I would not it be surprised to learn that newspaper has 1 fulltime employee plus the owner. And both are drunks with day jobs at Denny’s or 7-11.

Professionalism is an unrealistic expectation where 2024 small-town journalism is concerned. That’s a damned shame that may well kill Democracy as we know it. But I think that is the situation, lamentable as it is.

If you mean the article with the extreme misprint (and not the guy writing articles with AI) that was from April 18th, 1980:

(Also, I see in the Youtube comments to a dramatic reading of the article there is a guy claiming to be the reporter who wrote the article. No explanation for the errors, though.)

Update. The company(and owners) has been charged with defrauding an insurance company.
Stealing legally parked cars to extort fees, business practices that lead SF to bar them from city contracts, an attempt to tow an occupied vehicle in traffic(that has no repossession order against it) isn’t enough to get the company shut down but try to defraud insurance and hellfire rains down. (Except for the fact that all the past history might only bar the company for 5 years.

Lincoln towing says “Hold my crowbar and watch this!”

Until they write a song about you, you’ll always be second best.

I’m not sure that small-town news outlets were way more professional in the good old days. Seems to me that the key to survival in the vast majority of cases was to feature “happy news” events, get the locals’ names in the paper as often as possible and not print anything that would offend advertisers.

I was just reading about a success story in which a small town’s newspaper was set to close after many years.

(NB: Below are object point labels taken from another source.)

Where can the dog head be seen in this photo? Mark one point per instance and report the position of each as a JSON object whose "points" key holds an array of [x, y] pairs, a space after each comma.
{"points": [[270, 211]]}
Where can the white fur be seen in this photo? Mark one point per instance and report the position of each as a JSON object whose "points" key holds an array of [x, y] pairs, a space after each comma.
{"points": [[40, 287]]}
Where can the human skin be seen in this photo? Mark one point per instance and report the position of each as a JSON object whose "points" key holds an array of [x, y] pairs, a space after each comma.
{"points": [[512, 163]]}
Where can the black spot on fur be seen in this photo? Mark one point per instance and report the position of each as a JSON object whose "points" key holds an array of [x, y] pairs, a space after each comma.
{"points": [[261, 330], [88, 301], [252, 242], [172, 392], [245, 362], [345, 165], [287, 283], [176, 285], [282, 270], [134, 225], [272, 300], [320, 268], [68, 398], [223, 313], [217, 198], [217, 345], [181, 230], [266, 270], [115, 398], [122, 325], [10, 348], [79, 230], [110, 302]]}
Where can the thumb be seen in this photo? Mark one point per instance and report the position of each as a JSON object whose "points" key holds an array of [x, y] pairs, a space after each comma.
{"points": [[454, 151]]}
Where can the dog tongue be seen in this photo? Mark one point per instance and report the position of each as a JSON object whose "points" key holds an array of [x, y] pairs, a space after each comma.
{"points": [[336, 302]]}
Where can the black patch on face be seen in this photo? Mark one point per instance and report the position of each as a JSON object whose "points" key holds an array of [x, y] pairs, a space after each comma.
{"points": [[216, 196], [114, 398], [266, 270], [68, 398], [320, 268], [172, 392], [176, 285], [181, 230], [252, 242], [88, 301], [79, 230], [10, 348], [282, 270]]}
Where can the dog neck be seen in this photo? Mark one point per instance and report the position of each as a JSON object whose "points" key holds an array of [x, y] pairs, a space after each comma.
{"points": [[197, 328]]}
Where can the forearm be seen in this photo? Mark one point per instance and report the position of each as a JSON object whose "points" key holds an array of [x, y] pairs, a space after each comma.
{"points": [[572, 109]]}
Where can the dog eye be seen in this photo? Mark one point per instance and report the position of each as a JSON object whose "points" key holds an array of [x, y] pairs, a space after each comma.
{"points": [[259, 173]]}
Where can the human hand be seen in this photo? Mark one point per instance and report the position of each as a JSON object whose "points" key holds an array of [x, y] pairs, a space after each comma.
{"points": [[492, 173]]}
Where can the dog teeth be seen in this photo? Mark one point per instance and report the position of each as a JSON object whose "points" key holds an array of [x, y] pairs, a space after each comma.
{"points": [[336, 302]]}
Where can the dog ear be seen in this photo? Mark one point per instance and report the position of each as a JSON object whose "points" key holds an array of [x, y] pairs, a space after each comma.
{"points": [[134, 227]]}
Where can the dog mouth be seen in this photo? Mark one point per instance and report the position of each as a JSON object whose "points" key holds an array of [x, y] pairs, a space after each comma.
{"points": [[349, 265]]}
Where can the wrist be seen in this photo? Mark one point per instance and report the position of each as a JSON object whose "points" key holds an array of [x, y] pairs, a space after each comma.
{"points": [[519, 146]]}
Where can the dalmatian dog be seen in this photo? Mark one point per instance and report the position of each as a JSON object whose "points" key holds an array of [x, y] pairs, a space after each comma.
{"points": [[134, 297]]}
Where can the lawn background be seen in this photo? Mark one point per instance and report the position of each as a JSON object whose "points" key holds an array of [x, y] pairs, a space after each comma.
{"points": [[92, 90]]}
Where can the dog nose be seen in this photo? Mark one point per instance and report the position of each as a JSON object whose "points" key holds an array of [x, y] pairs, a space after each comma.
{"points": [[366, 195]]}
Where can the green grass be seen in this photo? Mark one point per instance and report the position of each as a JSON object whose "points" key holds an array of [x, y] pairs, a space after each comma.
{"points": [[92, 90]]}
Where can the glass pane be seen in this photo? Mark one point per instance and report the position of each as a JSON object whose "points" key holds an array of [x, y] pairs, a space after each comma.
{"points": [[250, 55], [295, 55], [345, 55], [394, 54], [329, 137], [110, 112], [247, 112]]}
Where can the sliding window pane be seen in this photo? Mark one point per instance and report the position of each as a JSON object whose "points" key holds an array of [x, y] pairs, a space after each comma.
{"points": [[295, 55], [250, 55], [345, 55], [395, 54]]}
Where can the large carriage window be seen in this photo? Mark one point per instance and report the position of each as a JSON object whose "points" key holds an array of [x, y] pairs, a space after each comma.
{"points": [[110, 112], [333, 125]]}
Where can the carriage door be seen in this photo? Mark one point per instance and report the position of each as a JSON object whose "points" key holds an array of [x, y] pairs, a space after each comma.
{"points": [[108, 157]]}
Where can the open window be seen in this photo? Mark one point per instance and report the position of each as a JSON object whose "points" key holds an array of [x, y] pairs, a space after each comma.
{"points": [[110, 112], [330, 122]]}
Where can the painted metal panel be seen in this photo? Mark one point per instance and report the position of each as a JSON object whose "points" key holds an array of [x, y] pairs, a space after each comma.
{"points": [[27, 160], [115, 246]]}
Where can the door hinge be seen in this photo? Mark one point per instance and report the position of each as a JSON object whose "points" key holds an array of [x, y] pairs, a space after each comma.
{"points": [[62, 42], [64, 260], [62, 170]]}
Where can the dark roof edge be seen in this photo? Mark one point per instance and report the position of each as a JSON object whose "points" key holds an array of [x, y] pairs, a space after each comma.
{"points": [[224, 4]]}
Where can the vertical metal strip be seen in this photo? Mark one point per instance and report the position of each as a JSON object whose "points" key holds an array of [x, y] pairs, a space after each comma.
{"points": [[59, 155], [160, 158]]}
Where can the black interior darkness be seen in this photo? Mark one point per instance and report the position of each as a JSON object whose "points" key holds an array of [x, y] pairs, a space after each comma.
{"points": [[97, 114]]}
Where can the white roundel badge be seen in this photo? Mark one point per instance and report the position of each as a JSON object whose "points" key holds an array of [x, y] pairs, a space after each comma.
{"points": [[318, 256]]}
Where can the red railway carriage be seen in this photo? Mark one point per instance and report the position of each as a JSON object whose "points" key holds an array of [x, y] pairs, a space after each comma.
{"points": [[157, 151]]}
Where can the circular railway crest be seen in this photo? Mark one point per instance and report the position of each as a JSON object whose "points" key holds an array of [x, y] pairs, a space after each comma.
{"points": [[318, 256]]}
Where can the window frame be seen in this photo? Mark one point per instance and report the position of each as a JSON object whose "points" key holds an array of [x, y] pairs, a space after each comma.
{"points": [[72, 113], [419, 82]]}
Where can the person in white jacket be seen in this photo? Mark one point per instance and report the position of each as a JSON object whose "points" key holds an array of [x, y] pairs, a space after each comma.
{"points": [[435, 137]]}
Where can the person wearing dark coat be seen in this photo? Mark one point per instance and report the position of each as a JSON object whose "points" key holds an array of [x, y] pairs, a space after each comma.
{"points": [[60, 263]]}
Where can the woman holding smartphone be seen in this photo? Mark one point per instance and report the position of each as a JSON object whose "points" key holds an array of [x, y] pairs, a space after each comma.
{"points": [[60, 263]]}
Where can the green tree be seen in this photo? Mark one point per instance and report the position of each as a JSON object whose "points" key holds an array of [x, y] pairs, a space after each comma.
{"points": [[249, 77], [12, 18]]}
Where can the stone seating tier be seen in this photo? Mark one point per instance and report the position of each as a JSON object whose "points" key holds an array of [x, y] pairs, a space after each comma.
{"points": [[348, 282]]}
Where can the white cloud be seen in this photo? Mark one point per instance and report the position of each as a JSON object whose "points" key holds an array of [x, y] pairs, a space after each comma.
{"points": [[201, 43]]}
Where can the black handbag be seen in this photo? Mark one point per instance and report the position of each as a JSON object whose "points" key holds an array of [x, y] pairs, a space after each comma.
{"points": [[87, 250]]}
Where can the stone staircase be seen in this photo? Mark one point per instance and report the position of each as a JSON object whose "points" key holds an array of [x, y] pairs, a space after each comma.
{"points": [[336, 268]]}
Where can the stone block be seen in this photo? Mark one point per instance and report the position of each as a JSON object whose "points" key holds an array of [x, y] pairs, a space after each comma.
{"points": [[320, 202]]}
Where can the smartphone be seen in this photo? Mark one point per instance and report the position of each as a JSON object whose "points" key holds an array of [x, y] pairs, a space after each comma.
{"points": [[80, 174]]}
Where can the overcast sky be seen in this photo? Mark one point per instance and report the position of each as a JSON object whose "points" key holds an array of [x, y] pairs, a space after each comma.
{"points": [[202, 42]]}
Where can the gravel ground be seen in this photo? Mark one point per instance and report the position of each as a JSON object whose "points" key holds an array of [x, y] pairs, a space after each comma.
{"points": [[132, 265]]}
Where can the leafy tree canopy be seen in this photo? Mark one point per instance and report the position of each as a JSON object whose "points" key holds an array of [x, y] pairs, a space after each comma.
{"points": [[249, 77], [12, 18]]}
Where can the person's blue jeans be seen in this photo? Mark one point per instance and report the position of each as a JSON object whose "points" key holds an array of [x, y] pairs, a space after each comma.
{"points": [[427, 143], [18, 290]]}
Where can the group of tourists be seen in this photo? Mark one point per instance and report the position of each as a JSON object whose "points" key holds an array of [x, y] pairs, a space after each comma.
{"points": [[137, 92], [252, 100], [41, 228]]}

A local resident managed to buy the paper and keep it going. She explicitly said that her focus was on printing “good news” and highlighting things like people’s birthdays, church events and the like.

Which is nice, but not exactly investigative journalism.*

*speaking of which, one of the biggest newspapers in Kentucky, the Lexington Herald-Leader, recently put out a plea begging for donations (not subscriptions) so that it could hire a reporter to do investigative journalism. They currently have far more coverage of bourbon promotions than any investigative reports.

Note to self: Read less news about Trump, more about bourbon promotions.

Either stuff you read, it’s probably going to make you want to drink more. So your mind may be happier with one over the other, but your liver is gonna be pissed at you either way. :wink:

This woman stole food from low income school children during the COVID crisis, and this football player thinks the right thing to do is try to pay to set her free? Besides things not working like that, why would a person think this is a good thing?

I think he did it so people could say, “Aww, what a nice guy.” As long as they didn’t spend a lot of time thinking about it.

I think he maybe didn’t spend much time thinking about it either. Hopefully!

Or he been hit in the head too much.

That’s a blast from the past. I haven’t heard that song in years. Thanks to Dr. Dimento for introducing me to it.

Tough guy CEO attacks fairly scrawny 15-year-old for accidentally sprinkling water on his wife.

Hopefully he can find a good Strangulation Attorney.

Even strangulators deserve legal representation.